Crack, sofrimento epidêmico, por Carlos Alexandre Netto*
Há uma verdadeira epidemia de abuso do crack no país. Mas, diferente das doenças infecciosas, em que é possível isolar e combater o agente causador, a dependência química é difícil de ser tratada, pois a doença transforma o cérebro dos usuários.
Alterar o estado de consciência não é invenção da modernidade – soluções mágicas para afastar o sofrimento e fugir da realidade eram empregadas em rituais de muitas civilizações antigas. Os sumérios, no terceiro milênio a.C., já possuíam um ideograma para a “planta da felicidade”, a papoula, da qual se extrai o ópio.
Recente, porém, é o conhecimento da química cerebral e do sistema de recompensa, um grupo de células responsável pela sensação de prazer e gratificação de comportamentos consumatórios, como a ingestão de alimentos e o sexo.
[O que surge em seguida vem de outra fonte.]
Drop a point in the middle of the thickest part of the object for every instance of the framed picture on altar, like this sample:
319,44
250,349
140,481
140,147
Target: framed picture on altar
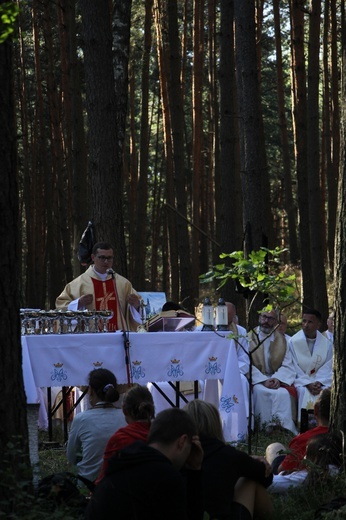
154,302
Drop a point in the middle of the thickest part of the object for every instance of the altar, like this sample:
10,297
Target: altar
66,360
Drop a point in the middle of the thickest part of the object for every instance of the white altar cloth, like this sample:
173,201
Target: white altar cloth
67,359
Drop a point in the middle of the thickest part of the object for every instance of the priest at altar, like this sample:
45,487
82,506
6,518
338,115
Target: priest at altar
313,355
101,288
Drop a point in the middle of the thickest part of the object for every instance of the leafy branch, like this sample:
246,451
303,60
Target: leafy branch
8,14
258,274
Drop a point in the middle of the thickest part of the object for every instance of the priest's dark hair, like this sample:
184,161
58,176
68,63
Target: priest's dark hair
101,245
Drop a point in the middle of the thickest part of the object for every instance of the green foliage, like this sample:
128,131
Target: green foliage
261,272
8,14
17,496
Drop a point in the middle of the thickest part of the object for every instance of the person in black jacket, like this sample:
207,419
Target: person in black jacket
234,484
160,479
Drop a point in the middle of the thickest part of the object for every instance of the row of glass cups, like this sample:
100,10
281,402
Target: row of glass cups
36,321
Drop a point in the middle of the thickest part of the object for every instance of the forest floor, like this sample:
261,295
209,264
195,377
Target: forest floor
296,504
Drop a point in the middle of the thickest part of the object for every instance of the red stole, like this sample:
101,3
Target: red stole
105,299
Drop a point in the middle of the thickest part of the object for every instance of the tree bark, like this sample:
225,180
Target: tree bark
13,424
315,218
106,107
289,204
299,107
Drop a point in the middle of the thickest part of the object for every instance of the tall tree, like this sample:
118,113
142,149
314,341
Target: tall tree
285,147
140,245
229,205
13,426
105,107
177,121
316,225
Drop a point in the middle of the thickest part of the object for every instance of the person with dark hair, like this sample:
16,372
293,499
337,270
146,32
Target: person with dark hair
90,430
323,459
313,356
329,333
101,288
273,374
233,482
139,411
160,479
293,461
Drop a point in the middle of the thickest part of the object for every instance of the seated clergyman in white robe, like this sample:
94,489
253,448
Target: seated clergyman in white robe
314,358
273,374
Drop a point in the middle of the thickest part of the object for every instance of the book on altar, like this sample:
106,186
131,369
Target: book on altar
170,321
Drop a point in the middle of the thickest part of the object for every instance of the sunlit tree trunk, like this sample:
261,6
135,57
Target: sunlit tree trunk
172,276
338,404
254,209
179,153
299,108
333,171
314,185
229,203
286,153
197,134
106,107
142,192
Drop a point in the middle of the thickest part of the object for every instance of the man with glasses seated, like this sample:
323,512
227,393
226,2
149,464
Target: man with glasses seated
273,374
101,288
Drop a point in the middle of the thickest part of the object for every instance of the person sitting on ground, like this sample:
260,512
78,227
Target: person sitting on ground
233,482
329,333
90,430
139,411
313,356
323,459
283,324
101,288
145,480
293,461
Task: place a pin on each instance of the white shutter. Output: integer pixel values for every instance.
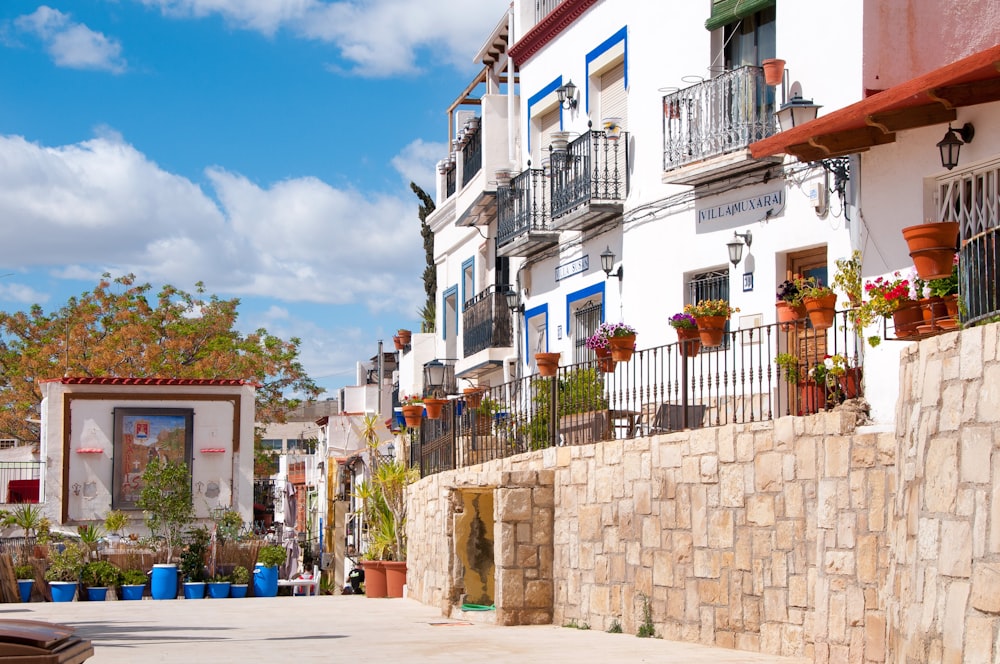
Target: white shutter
(547, 124)
(614, 101)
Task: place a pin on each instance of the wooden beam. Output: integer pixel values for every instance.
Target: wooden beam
(851, 140)
(910, 118)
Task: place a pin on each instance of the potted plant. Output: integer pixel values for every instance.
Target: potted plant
(265, 573)
(711, 317)
(547, 363)
(891, 297)
(165, 498)
(97, 576)
(621, 339)
(821, 304)
(64, 570)
(239, 579)
(413, 410)
(25, 574)
(193, 563)
(598, 342)
(774, 71)
(133, 583)
(932, 247)
(789, 305)
(687, 333)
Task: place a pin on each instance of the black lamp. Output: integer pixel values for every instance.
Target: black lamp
(951, 144)
(567, 95)
(736, 246)
(608, 262)
(796, 111)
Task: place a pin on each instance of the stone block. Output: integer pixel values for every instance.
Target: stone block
(767, 471)
(955, 558)
(986, 588)
(941, 482)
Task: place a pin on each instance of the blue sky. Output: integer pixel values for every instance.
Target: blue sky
(263, 147)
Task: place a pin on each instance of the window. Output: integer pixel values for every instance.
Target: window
(712, 285)
(750, 39)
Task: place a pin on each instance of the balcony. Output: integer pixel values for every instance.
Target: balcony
(589, 183)
(708, 127)
(524, 226)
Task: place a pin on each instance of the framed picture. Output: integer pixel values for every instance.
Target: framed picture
(144, 434)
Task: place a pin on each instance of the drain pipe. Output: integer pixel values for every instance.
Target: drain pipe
(510, 86)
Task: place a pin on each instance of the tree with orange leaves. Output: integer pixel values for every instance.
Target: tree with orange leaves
(115, 330)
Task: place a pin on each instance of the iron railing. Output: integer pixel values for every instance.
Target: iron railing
(487, 322)
(472, 155)
(658, 390)
(716, 117)
(594, 168)
(522, 207)
(22, 481)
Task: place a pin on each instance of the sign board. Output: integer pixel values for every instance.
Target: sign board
(745, 210)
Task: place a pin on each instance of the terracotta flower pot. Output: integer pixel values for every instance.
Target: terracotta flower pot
(433, 408)
(473, 396)
(932, 248)
(622, 347)
(711, 330)
(548, 363)
(413, 415)
(605, 363)
(774, 71)
(906, 318)
(789, 314)
(689, 340)
(821, 310)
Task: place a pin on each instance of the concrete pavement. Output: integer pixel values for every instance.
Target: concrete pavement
(341, 629)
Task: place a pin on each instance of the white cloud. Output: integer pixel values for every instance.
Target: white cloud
(381, 37)
(72, 44)
(418, 163)
(101, 206)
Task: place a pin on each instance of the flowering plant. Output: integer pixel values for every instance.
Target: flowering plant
(886, 295)
(683, 321)
(827, 372)
(609, 330)
(710, 308)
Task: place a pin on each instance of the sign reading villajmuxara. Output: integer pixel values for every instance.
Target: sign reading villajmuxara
(744, 210)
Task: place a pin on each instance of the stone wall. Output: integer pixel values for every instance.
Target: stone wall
(943, 590)
(768, 537)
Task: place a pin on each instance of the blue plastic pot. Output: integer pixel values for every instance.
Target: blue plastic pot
(62, 591)
(218, 590)
(265, 581)
(24, 586)
(194, 590)
(163, 585)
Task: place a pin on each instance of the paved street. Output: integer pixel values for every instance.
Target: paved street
(340, 629)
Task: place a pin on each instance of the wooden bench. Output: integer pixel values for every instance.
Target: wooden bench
(310, 585)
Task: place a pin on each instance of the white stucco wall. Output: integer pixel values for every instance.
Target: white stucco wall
(88, 486)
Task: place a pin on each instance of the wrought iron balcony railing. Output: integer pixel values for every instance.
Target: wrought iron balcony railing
(594, 168)
(486, 322)
(721, 115)
(472, 155)
(523, 206)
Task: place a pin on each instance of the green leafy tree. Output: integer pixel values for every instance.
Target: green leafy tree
(119, 329)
As drogas de abuso, como a cocaína e o crack, causam forte ativação deste sistema e produzem sensação de grande satisfação; uma viagem química e imediata ao “mundo da felicidade”. Viagem que custa caro, pois a volta à realidade fica cada vez mais dolorosa e difícil de suportar.
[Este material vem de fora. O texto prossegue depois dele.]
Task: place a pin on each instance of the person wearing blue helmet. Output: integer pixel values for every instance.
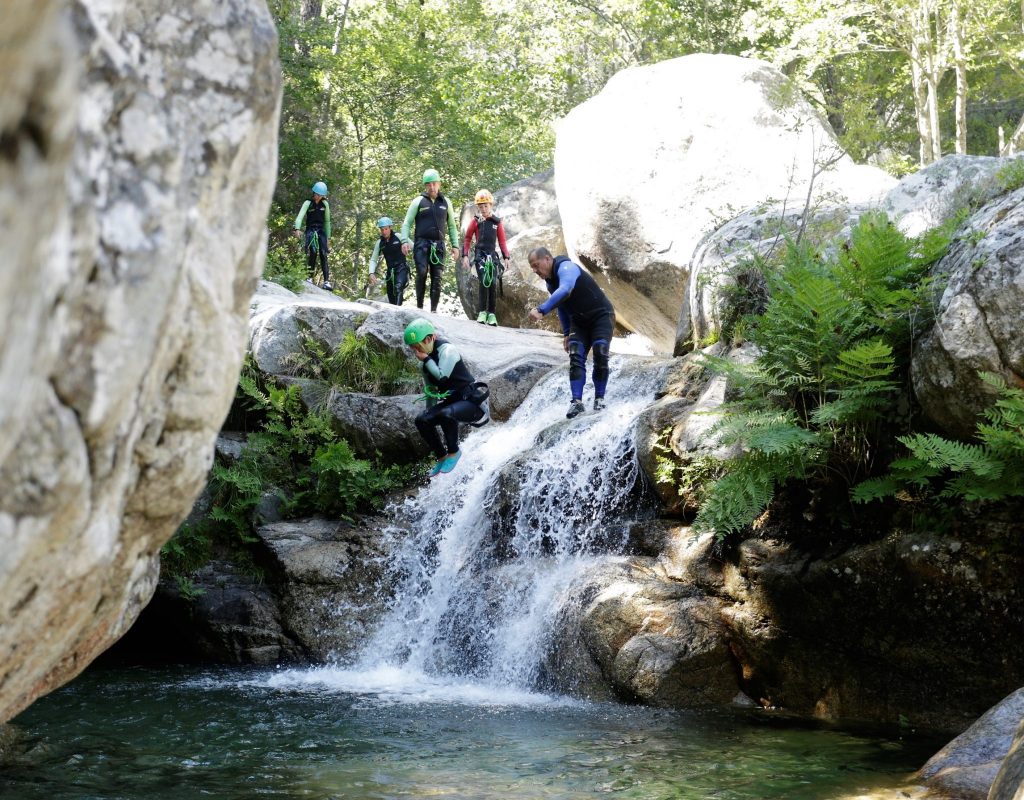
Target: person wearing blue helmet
(453, 395)
(389, 246)
(316, 215)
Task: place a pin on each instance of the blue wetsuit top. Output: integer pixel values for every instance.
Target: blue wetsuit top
(588, 298)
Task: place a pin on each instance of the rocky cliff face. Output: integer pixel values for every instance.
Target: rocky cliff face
(137, 143)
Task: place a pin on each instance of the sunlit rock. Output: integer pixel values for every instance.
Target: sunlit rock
(151, 156)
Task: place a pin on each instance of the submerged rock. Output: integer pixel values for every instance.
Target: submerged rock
(967, 767)
(978, 321)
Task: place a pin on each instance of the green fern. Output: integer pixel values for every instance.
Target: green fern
(818, 403)
(989, 470)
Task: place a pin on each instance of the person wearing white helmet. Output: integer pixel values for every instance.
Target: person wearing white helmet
(489, 236)
(433, 216)
(316, 215)
(389, 246)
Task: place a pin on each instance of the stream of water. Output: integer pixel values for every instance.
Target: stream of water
(445, 700)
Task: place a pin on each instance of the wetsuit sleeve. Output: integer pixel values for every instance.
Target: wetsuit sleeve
(302, 215)
(453, 227)
(373, 258)
(407, 226)
(567, 275)
(501, 241)
(470, 233)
Mas se a humanidade convive há tanto tempo com substâncias que causam dependência, o que faz com que o abuso de crack tenha atingido proporções tão alarmantes? Primeiro, o fato de ser fumada faz com que a droga tenha uma superfície enorme de absorção; em conse- quência, mais de 90% atinge o cérebro.
Com isto, o estabelecimento da dependência é muito rápido e pode ocorrer na primeira utilização. Outro fator significativo é o “comercial”: o crack é barato, acessível a qualquer pessoa. Diferente de outras substâncias ilícitas, como a cocaína, e mesmo as lícitas, como as bebidas alcoólicas e o cigarro, o crack é acessível a qualquer pessoa. Apesar de o lucro ser menor, o traficante ganha no volume de comercialização. A desagregação das famílias, a onda de violência e as condições degradantes dos usuários são hoje motivo de preocupação de toda a sociedade.
Combater essa doença exige um esforço articulado. O poder público, o Judiciário, os serviços de saúde e a sociedade organizada são atores fundamentais nesta missão. O 1º Congresso Internacional sobre o Crack e outras Drogas, iniciativa pioneira da Associação do Ministério Público e da UFRGS, com apoio da RBS, propõe a discussão de estratégias de prevenção, tratamento e redução. Entender e elaborar esses aspectos e sugerir políticas públicas são os objetivos dos mais de mil participantes; uma contribuição relevante para tentar estancar esta epidemia de sofrimento que assola jovens, suas famílias e toda a sociedade.